Another factor to add to the other answers: Time.
Each local ecosystem evolved over thousands of generations. Every species is in a balancing act with other parts of their system, constantly evolving to cooperate or compete with other species. But when you introduce an invasive species, their new prey don’t have time to adapt to overcome this new threat, and the other species relying on the same resource cannot compete as effectively. All it takes is a couple of generations to start a domino effect and destroy the whole system. Sometimes, even the invasive species can be wiped out because they killed off their prey and have no more food. The sudden introduction of an extremely well adapted species is usually the problem. If you introduce a new type of rabbit-like species to a forest with similar species and predators that can eat it and keep its population in check, they *may* replace the species that previously occupied that spot in the system, or reach a new balance after a few generations, though it’s very hard to be sure about such things.

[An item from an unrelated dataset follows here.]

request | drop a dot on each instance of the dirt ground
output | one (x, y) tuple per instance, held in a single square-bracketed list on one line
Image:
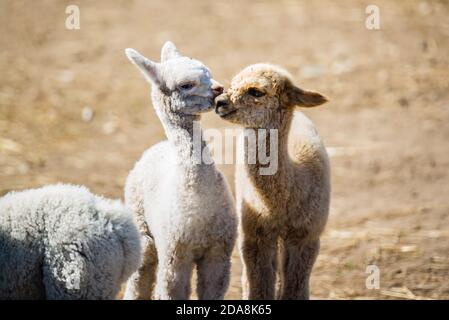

More ELI>5 info: Predator-prey relationships are sometimes modeled as chaotic systems. When such a system is in a steady state, small changes can shift the whole system to a new, slightly different, steady state (which probably happens often naturally). But sometimes the right changes can make the whole system spiral into chaos and completely break down. And that’s just with 2 or 3 species systems. Imagine scaling it up to a few thousand interacting groups. Same reason why predicting the impact of climate change on local weather patterns or the ecosystem is so complicated.